La Ley de Murphy

La Ley de Murphy
Eloy M. Cebrián

martes, 28 de agosto de 2012

Viajar


Dicen que viajar enaltece y transforma, que todo viaje es un viaje interior, y que al regresar comprendemos que hemos adquirido otras perspectiva, una visión más rica de las cosas. Muchos emprenden largas peregrinaciones con la esperanza de experimentar esa metamorfosis que los elevará a estados superiores del yo. Un amigo mío regresó del camino de Santiago afirmando que era otro, y que además se había cepillado a una peregrina brasileña que estaba como un tren. Sobre lo primero no me decanto, aunque yo no lo veo muy distinto de como era antes. Lo de la brasileña, sencillamente, no me lo creo. Conozco a otra persona que ha hecho el camino de Santiago varias veces. Me imagino que cuando la ven pasar por los pueblos de la ruta dicen algo así como «ya está aquí otra vez la pesada esta». Ahora creo que planea hacer el dichoso camino a la pata coja. Y lo más asombroso es que sus seguidores la consideran una especie de gurú. En fin.
Yo creo que eso de que los viajes transforman no deja de ser una alucinación. Entiéndaseme. No pongo en duda que si uno se pasa veinte años en Texas, a la vuelta seguramente usará sombrero de vaquero y será partidario de la pena de muerte.

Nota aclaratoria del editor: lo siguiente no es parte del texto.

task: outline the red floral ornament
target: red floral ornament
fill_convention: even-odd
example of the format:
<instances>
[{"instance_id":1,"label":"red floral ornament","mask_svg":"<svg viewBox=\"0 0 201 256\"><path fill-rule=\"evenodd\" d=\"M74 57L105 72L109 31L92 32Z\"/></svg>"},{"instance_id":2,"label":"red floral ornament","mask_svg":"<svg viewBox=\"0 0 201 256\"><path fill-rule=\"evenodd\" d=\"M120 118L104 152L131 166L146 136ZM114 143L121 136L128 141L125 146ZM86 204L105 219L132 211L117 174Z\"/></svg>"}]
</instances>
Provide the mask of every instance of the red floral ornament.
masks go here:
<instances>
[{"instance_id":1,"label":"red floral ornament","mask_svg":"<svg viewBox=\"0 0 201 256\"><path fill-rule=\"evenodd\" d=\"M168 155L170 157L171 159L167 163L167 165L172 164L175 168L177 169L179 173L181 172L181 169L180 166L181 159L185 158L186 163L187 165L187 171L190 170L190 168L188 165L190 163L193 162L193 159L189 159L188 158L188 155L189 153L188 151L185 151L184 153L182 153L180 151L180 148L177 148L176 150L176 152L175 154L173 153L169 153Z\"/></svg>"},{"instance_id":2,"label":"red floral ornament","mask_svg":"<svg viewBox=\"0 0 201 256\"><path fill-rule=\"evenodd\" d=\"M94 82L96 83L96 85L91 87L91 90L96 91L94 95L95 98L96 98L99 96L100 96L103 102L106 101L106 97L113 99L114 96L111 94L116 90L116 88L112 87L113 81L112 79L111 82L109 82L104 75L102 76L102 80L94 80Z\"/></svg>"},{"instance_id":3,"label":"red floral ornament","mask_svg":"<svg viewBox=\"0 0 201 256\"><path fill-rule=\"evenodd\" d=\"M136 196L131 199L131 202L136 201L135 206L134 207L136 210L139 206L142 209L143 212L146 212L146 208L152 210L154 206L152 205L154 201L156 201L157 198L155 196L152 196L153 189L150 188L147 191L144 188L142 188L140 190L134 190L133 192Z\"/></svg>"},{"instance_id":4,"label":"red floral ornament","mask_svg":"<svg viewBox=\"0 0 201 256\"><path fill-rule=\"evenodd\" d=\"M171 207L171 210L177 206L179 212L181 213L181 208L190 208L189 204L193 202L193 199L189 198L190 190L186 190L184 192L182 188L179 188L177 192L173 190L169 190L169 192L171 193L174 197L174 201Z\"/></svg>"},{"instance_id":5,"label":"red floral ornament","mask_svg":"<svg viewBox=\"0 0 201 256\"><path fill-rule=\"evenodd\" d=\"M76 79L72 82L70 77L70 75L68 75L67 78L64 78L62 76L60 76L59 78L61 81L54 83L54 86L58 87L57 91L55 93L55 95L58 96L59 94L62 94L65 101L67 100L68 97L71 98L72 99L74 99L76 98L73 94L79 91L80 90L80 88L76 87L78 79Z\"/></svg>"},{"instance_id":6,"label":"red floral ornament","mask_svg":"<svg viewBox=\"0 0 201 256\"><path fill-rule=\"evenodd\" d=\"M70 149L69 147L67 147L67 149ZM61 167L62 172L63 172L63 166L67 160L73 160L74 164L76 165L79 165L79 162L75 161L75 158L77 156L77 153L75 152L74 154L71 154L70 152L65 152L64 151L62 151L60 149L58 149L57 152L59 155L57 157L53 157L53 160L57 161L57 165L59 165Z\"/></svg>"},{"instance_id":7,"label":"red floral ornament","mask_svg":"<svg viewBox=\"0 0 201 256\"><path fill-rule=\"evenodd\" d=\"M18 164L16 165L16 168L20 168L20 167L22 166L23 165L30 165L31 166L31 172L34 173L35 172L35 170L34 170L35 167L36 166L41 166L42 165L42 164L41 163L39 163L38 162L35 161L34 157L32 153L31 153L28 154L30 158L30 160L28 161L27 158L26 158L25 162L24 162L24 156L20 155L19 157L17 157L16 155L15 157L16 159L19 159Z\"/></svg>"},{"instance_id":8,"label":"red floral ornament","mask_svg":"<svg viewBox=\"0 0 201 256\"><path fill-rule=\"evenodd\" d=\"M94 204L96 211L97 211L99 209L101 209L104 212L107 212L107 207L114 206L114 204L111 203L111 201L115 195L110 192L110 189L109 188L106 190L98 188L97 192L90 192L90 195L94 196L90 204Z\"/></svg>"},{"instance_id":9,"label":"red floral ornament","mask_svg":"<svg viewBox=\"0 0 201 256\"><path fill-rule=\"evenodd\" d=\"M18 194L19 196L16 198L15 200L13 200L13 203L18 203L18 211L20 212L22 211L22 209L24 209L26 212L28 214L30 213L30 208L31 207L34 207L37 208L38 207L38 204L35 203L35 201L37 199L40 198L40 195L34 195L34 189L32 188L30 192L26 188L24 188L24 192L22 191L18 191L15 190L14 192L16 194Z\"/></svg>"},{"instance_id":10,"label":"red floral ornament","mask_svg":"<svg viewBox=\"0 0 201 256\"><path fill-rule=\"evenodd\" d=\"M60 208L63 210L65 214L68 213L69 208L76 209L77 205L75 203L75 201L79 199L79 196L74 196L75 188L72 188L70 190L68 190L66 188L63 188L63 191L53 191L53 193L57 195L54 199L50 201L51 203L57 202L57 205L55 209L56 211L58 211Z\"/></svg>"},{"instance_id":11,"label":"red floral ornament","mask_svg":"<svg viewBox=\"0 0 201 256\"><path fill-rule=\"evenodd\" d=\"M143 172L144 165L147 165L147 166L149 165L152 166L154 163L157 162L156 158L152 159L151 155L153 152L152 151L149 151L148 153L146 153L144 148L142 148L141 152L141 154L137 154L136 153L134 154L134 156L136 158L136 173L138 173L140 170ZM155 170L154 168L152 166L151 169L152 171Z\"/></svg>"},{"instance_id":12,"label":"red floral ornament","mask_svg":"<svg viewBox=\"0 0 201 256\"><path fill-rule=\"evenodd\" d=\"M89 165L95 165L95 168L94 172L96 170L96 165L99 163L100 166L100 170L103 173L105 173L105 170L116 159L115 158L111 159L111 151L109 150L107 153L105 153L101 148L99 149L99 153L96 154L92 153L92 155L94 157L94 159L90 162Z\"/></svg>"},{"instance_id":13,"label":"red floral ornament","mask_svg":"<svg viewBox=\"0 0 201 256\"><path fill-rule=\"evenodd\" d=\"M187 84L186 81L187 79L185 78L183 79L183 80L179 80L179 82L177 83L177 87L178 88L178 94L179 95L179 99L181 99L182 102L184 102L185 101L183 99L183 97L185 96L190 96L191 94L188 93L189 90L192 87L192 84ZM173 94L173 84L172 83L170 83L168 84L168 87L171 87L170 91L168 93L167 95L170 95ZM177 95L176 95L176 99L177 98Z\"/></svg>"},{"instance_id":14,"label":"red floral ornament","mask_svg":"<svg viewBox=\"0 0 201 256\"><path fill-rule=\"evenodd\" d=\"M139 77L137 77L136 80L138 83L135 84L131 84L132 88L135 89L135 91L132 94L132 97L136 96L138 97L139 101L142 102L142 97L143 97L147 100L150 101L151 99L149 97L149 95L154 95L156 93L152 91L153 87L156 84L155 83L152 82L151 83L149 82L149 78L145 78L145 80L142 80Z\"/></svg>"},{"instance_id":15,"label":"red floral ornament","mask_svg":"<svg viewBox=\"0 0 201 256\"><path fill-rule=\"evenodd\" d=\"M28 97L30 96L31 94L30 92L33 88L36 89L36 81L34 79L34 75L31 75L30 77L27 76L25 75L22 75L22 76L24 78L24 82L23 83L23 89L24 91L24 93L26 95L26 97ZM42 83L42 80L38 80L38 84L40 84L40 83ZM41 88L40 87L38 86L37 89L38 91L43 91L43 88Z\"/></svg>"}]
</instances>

Me refiero a los viajes de breve duración, a lo que entendemos normalmente por viajes de turismo. Aunque confieso que tampoco yo me libro de esa ilusión de pensar que el viaje me transformará, especialmente si se trata de un viaje largo y he invertido en él una buena parte de mis ahorros. Durante el viaje llego a sentirme transformado de un modo muy convincente. A diferencia de los peregrinos compostelanos, yo no viajo para encontrarme a mí mismo, sino más bien para olvidarme de mí mismo. Y en algunos momentos del viaje casi llego a conseguirlo. Siento como si mi vida cotidiana fuera un sueño, como si acabara de nacer al mundo y solo existieran el aquí y el ahora. Es más, cuando regreso la inercia del viaje se prolonga durante algunos días. Las caras y las cosas cotidianas me parecen novedosas, y la vida me inspira un entusiasmo muy extraño en mí. Sin embargo, el efecto del viaje desaparece muy pronto, sus imágenes se diluyen en la memoria, y ni siquiera el ejercicio de castigar a los parientes con fotos y vídeos consigue reavivar las ascuas de lo vivido. Y entonces, con cierta fatiga, descubro que soy exactamente el mismo que era antes de marcharme, aunque con unos cientos o miles de euros menos. Heráclito dijo que nadie se zambulle dos veces en el mismo río, pero no hay río que soporte la sequía de la realidad.
Aunque me gustaría pensar que la realidad es mucho más compleja de lo que imagino, y que bajo ese cauce seco fluyen manantiales ocultos de la luz del sol. ¿Quién me dice que en cada uno de esos viajes no haya dejado algo atrás, alguna reminiscencia, un doble fantasmal de mi yo de entonces? Tal vez por las calles de París todavía camine el muchacho de veinte años que yo era cuando visité esa ciudad por primera vez, más transparente y desvanecido cada día, pero aún discernible en el atardecer de los bulevares. No descarto que en Viena todavía mire los escaparates un alter ego mío que aún se encuentra de viaje de novios. En Edimburgo, ciudad que he visitado varias veces, podría haber varias versiones mías empinando el codo en los pubs de la parte antigua. Y hasta me atrevería a jurar que aún se me puede encontrar en Times Square y en la Quinta Avenida, desorientado y sudoroso, elevando la vista hacia los rascacielos con cara de asombro.
Si se topan con esos dobles míos que quedaron atrás, no dejen de saludarlos. Díganles de mi parte que las cosas por aquí están más o menos igual, y que sigan disfrutando de ese viaje infinito en el que están embarcados. Felices ellos.